What made you think Louisville and other cities needed a wine-centric restaurant concept?
At the time, we owned two Uptown Art spots, where people came and painted and drank wine. We noticed we were selling a lot of wine. Albeit not very good wine, but a lot of it. So, we looked around the city and were surprised to find there really wasn’t a wine-centric place. There were restaurants with incredible wine lists, but they weren’t doing what we had in mind.
Big Wines, Small Plates
So what did that mean, exactly?
LouVino’s slogan is “Big wines, small plates.” Other than some shareable platters, we serve small plates only. We also serve several wine flights: three small glasses of wines we think go well together; every flight also has a themed name.

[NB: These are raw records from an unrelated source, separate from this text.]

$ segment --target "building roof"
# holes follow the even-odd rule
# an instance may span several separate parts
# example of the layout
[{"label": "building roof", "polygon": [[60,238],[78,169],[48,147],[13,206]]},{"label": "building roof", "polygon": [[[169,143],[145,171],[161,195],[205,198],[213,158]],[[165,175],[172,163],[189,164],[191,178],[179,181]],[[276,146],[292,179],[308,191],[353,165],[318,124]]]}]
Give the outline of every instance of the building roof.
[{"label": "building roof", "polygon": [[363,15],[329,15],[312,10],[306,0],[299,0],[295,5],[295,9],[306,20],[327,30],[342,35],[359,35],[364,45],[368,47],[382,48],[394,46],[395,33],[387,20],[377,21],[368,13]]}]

Our staff is really knowledgeable and skilled at pairing those flights with food. Of course, they can buy single glasses or bottles.

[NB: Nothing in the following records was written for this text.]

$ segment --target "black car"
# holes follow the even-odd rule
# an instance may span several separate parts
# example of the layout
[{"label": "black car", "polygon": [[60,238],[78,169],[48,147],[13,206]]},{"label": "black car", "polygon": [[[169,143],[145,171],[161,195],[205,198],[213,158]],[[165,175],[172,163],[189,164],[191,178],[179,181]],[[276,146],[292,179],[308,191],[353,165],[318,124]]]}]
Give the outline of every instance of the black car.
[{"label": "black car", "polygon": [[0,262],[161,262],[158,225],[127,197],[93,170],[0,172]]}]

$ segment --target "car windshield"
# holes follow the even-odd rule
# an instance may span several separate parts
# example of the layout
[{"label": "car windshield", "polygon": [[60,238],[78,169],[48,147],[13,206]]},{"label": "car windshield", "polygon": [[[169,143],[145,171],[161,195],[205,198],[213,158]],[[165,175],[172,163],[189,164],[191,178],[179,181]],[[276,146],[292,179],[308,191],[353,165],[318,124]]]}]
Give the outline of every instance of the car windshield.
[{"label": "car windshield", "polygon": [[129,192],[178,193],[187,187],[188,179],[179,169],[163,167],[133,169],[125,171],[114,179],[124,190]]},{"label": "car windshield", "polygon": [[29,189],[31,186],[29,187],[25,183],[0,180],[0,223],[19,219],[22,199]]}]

You and your wife are pharmacists by trade. What did you know about the restaurant business?
Not a lot, frankly, but that didn’t stop us from recognizing a need in the community. We did our research going in, and we started talking to people who were in the business or who knew about it. We did a lot of that.
How did you choose your first location?
The neighborhood where we wanted to go, the Highlands in Louisville, is super popular for restaurants and bars. But the laws require specific distances between bars. And in that neighborhood, it’s practically impossible to put in a new bar without violating the rules. So, we said (sarcastically), “OK, we’ll do a restaurant I guess, too, and make it really fun!” But that’s what we had to do to get that location.
We bought the building, which, on the lower floor, allowed space for two restaurants (the second is currently rented by a burger concept). There also are three apartments above us we rent. The mortgage for the building was the same as what rent would have been, so it was a no brainer to have something that was generating income instead of sucking it up.
How did you fund the start up?
Mostly from the profits (of the sale of) from Uptown Art. We didn’t do a construction loan, but looking back, maybe that might have been a good decision because that first building had a lot of problems. We had to cancel our (pre-opening) media night because sewage was coming out of our back patio. It was rushed to have a sewer line redone that weekend so we could get open for actual business the following Tuesday.
The previous owners didn’t have grease trap, and overall the condition of the place was pretty scary. The smell of it … it was just awful. When Lauren and I were in Barcelona, we smelled that same smell and joked, “Maybe this is what the previous owners were going for, this authentic smell!” We wound up having to redo the plumbing.
Thankfully, and despite the problems at the start, business took off once we got opened.